In that film, a cocky scientist named Sebastian Caine (Kevin Bacon) becomes the first human to be injected with experimental invisibility serum. Unfortunately, the serum doesn't wear off. Sebastian can't revert back to his human self, is quarantined to a laboratory and forced to wear a latex skin mask (hence why he's called the Hollow Man), and goes on a murderous rampage. Sound a bit like Adrian Griffin in The Invisible Man? Well, he looks like him, too.
All wrapped up in the Invisible Man trailer
It's clear by the trailer that the upcoming Invisible Man movie takes its own unique spin on its source material, pulling inspiration from other Invisible Man adaptations and from fresh entries into the horror genre. However, that doesn't mean that the film goes without an important reference to H.G. Wells' Invisible Man and the 1993 film translation.

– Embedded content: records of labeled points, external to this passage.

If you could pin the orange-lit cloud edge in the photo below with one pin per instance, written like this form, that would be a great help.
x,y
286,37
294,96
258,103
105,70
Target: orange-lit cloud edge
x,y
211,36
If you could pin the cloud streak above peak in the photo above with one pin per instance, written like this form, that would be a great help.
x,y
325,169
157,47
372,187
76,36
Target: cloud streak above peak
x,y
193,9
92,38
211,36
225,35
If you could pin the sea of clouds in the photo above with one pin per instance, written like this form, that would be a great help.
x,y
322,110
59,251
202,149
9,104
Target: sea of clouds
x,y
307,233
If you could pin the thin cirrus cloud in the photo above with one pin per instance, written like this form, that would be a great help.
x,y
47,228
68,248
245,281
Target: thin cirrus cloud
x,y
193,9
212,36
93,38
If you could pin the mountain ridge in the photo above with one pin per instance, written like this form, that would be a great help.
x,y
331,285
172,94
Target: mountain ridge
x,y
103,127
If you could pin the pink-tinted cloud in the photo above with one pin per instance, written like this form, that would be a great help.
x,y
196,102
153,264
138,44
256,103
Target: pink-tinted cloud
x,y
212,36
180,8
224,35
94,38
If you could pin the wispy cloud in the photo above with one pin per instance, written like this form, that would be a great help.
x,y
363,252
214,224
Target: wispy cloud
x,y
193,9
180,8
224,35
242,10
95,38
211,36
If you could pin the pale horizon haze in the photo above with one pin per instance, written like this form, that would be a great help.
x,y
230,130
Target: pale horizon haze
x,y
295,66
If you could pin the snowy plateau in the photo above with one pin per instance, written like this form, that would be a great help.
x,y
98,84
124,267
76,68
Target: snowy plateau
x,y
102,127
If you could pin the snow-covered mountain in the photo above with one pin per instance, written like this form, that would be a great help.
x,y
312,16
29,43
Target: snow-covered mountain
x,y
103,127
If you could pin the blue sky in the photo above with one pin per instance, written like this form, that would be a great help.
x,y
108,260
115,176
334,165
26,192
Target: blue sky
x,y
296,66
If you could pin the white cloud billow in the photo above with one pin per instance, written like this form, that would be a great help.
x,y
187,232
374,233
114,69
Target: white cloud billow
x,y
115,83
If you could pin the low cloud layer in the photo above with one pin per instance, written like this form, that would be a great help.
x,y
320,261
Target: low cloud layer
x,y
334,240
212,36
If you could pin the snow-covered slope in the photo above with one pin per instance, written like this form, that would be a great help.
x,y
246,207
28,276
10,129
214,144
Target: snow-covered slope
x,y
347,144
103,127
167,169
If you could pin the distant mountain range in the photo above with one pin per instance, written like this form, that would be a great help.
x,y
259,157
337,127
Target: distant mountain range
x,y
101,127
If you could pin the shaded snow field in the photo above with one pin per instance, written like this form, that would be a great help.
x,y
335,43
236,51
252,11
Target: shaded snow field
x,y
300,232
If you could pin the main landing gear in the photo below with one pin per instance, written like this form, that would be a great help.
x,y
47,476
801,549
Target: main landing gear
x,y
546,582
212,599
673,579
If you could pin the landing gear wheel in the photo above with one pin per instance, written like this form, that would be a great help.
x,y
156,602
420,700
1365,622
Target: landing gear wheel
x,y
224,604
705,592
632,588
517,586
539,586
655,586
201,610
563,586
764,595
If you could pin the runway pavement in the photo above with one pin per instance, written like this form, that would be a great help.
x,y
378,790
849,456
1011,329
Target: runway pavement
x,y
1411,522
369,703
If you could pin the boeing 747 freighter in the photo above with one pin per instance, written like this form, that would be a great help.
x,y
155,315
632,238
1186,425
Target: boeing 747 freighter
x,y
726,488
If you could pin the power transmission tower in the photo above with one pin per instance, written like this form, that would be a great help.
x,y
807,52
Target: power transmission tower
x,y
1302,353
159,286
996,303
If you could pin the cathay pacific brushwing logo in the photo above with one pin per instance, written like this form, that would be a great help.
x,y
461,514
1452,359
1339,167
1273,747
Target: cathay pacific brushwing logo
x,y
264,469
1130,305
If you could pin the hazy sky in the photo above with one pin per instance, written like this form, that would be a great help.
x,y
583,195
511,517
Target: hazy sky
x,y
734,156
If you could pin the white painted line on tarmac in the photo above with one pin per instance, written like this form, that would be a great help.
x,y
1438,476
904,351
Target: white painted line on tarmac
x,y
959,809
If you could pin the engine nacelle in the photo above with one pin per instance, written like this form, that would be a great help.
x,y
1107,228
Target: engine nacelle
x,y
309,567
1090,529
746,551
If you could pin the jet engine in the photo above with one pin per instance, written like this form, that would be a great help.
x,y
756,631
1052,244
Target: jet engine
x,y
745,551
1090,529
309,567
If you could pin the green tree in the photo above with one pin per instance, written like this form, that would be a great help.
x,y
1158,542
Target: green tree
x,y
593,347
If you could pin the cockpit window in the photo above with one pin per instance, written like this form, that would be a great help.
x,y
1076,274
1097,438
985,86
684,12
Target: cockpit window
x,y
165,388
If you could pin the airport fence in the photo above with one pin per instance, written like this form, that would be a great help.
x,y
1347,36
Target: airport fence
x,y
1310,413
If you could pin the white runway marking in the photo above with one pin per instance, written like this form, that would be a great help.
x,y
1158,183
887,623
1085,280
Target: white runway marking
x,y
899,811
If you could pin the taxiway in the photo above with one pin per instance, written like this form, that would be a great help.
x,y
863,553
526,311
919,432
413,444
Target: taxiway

Near the end of the trailer for The Invisible Man, we see someone wrapped up in gauze, laying on a stretcher with an oxygen mask over his mouth, as two nurses wheel him to another area of the hospital. It's assumed that this might be Adrian Griffin, though there's no way to know for certain, as the only part of the person's body that's visible is their eyes. This figure looks similar to the Invisible Man of the past, but still remains its own presence: the full-body bandages are a clear homage to the character, the shadowy strip that reveals two eyes are a twist on the sunglasses the original Invisible Man wore, and the oxygen mask seems to represent the fake nose H.G. Wells' Griffin sported.
"I'm definitely paying homage to the original Invisible Man," director Whannell told Empire. "felt like the best way to move this character forward was to come up with a whole modern take on it, something very grounded, not something gothic [...] There is a version of the Invisible Man that is very retro and an homage to a style of movies past. That is not something I wanted to do."
See (or, er, don't see?) the Invisible Man when the new film opens in theaters on February 28, 2020.